As Tehran continues to grapple with the fallout from protests stemming from a cover-up of its accidental downing of a Ukrainian airliner, TV anchor Gelare Jabbari addressed her viewers on an Instagram post that appears to have been deleted.
“It was very hard for me to believe that our people have been killed," the post read, according to The Guardian. "Forgive me that I got to know this late. And forgive me for the 13 years I told you lies.”
Two other news anchors at the Islamic Republic of Iran Broadcasting (IRIB) thanked their supporters in separate statements.
“Thank you for accepting me as anchor until today," said Zahra Khatami. "I will never get back to TV. Forgive me.”
Fellow anchor Saba Rad said she was leaving journalism after 21 years.
“Thank you for your support in all years of my career," she said. "I announce that after 21 years working in radio and TV, I cannot continue my work in the media. I cannot.”
The resignations come as Iranians again took to the streets in anti-government protests Monday. Many are calling for the ouster of government leaders after the shooting down of a Ukrainian passenger plane that Iran initially denied responsibility for. Tehran later walked back its denial and admitted to downing the plane in a misfire during attacks on bases in Iraq where American troops are housed. The attacks followed the killing of Iranian Quds Gen. Qassem Soleimani in a U.S. airstrike.
The resignations come as some Iranians have an unfavorable view of the media, which is tightly controlled by the regime.
The protests have led to reported harsh crackdowns by security forces, further fragmenting the relationship between the regime, the media and Iranians.

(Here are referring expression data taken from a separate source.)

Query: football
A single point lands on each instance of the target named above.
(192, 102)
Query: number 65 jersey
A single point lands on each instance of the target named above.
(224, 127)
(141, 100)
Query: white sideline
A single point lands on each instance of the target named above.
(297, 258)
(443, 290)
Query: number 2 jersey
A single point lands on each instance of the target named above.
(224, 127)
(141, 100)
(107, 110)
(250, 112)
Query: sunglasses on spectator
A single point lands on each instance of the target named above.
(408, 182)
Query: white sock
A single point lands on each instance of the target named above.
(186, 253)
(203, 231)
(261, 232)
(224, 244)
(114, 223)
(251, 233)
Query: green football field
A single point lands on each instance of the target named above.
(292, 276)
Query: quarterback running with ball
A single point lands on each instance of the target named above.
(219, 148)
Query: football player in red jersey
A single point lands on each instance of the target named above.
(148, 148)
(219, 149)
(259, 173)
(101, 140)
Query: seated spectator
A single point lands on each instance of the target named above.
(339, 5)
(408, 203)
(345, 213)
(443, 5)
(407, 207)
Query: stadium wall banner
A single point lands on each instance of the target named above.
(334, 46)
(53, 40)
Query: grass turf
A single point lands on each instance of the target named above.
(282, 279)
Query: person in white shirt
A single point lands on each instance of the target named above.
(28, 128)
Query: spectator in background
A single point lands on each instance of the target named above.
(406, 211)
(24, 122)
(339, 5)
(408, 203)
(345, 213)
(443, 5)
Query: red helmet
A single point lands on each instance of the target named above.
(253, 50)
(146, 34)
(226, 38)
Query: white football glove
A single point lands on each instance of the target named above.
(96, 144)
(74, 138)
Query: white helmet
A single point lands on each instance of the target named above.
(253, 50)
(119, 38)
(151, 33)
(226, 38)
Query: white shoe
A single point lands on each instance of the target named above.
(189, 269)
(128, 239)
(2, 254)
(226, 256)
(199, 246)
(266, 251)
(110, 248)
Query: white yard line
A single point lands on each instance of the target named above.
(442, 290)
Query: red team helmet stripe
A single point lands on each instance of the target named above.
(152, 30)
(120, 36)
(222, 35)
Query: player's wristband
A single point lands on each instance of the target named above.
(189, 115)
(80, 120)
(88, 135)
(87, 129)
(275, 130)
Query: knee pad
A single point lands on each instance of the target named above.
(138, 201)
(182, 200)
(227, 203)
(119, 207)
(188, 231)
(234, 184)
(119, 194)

The Tehran-based Association of Iranian Journalists said the public was witnessing "a funeral for public trust."
Ghanbar Naderi, a commentator on Iran’s state-run Press TV, said the regime's lies about the airliner have eroded the public trust in its leaders and state media broadcasters.

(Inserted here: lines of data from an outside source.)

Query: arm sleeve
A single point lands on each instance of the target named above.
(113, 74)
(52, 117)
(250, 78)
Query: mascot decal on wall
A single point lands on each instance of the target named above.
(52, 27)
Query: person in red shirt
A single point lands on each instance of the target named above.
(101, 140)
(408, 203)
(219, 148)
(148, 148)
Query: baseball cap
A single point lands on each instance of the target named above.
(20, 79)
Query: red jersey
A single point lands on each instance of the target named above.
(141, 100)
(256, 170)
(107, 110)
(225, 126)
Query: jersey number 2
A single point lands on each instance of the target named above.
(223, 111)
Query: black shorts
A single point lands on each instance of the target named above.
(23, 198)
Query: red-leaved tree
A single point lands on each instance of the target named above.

“Millions and millions took [to] the streets following the assassination of Qassem Suleimani," Naderi told BBC Radio Today. "It was a rare moment of unity but the IRGC blew it. As a journalist you need to be able to sleep at night. I will never ever distance myself from the truth. This a great nation. It has made many mistakes that are unacceptable. If the IRGC shot down a civilian airplane, I have no choice but to condemn it.”
In a statement, the Association of Iranian Journalists said state-owned media outlets have lost public confidence after publishing false or misleading information.

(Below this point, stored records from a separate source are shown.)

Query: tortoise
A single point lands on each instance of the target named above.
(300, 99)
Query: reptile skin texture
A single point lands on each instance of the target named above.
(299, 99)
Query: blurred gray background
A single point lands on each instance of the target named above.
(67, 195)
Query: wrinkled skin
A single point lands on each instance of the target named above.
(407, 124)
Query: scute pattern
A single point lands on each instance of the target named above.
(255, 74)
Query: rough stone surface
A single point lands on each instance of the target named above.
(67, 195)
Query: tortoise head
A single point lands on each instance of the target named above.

"We lie loudest when we lie to ourselves; and Islamic Republic of Iran state television employees acknowledge that their credibility has been lost," the group said, according to the newspaper. "Unaware that the credibility of this media and most of the domestic media had long since vanished."
“It should be noted, however, that other media outlets objected to the situation, but the Islamic Republic of Iran’s state television favoured [sic] it," the statement continued. "This incident showed that people cannot trust official data and journalists should try to fill this gap as much as possible.”
Reporters Without Borders ranks Iran as one of the most repressive states for journalists. It said state control of the news is "unrelenting" and at least 860 journalists have been imprisoned or executed since the 1979 Islamic Revolution.
“Independent journalists, citizen-journalists and independent media are constantly subjected to intimidation, arbitrary arrest and long jail sentences imposed by revolutionary courts at the end of unfair trials,” the organization said.